My little research brought out the following possibilites:
Execute rsync in a way so that the 1TB is synched in chunks? e.g.
rsync /source/[0-9]* [email protected]:/source_backup rsync /source/[a-h]* [email protected]:/source_backup/ rsync /source/[i-p]* [email protected]:/source_backup/ rsync /source/[q-z]* [email protected]:/source_backup/
Would it help to limit bandwidth with the option
--bwlimit=10000
Is it possible to nice the process on the remote machine in a way? e.g.
nice -n19 backup.sh
I don't know whether the process on the PROD machine would be niced too?
Any help and ideas is very welcome.
I love rsync. But it still has a design flaw where it wants to "load up" a list of every file in the directory tree it is scanning. Previously, it used to wait for the entire tree to be loaded before it would start transmitting the list to the peer. That seems to be fixed now and it does things in parallel better than before. However, it still wants to load the whole list. The impact is proportional to the number of files, not the size of data.

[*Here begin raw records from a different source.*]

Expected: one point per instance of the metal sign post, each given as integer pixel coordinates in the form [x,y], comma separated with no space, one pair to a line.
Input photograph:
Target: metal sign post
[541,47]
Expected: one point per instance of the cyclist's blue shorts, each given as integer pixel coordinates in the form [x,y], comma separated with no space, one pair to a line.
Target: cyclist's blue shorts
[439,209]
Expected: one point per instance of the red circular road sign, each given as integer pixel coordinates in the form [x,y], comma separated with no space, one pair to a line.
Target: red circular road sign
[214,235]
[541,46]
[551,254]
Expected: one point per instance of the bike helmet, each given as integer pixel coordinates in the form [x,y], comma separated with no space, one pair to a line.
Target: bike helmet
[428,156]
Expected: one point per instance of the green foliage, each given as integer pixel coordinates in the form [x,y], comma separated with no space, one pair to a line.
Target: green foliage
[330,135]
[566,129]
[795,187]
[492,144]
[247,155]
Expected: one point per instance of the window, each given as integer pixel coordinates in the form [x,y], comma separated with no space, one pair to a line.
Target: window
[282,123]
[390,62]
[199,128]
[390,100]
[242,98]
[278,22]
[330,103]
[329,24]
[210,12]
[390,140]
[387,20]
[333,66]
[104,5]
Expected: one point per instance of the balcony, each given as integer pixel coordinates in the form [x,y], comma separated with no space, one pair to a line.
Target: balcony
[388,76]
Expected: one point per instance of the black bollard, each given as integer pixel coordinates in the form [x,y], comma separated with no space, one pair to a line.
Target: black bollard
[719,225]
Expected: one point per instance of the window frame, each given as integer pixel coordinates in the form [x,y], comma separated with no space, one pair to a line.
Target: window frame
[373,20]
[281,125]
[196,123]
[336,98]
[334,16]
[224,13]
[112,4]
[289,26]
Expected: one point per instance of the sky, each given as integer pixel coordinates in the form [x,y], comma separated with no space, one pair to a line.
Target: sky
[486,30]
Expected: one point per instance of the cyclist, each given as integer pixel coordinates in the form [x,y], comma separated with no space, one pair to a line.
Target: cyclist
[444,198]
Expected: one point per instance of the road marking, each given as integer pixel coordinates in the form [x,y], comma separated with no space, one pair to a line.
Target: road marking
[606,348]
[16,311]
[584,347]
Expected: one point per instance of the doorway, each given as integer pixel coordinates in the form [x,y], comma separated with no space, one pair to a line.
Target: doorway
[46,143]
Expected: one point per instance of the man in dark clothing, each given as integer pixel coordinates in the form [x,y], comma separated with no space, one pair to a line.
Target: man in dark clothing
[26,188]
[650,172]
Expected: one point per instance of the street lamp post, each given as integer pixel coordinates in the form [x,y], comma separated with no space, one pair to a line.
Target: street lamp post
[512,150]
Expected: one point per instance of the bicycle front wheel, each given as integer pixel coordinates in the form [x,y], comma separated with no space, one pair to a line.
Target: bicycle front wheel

While this all involves I/O to load the list from all the scattered directories, that impact cannot be altered by splitting things up, since everything must still be scanned. However, I have found a greater impact exists when the list is very large in one run because it takes up a lot of virtual memory and places a high demand on keeping that list in real RAM by the way it operates on it. This memory demand is forcing other processes to swap.
Breaking up the directory tree, as you have suggested, will help break up the impact of the memory demand.
There is also a downside to this if your data makes use of hardlinked files. If you have hardlinked files AND they are hardlinked between the parts you break up the directory tree into, then you lose the ability for rsync to maintain the same hardlinking on the target (backup server). That will result in a greater usage of space on the target, and depending on what you are using hardlinking for, may break how your data works (for example expecting a change to one file to be seen in another). If you are not explicitly using hardlinks, then this aspect won't be an issue for you.
Count the number of files you have in each section you break up. Try to keep that balanced as much as you can. The best number to limit at depends on your available physical RAM and the need for that RAM by other processes.
The bandwidth and nice settings are unlikely to be much help for the memory issue. The bandwidth can still help if there are also network capacity issues.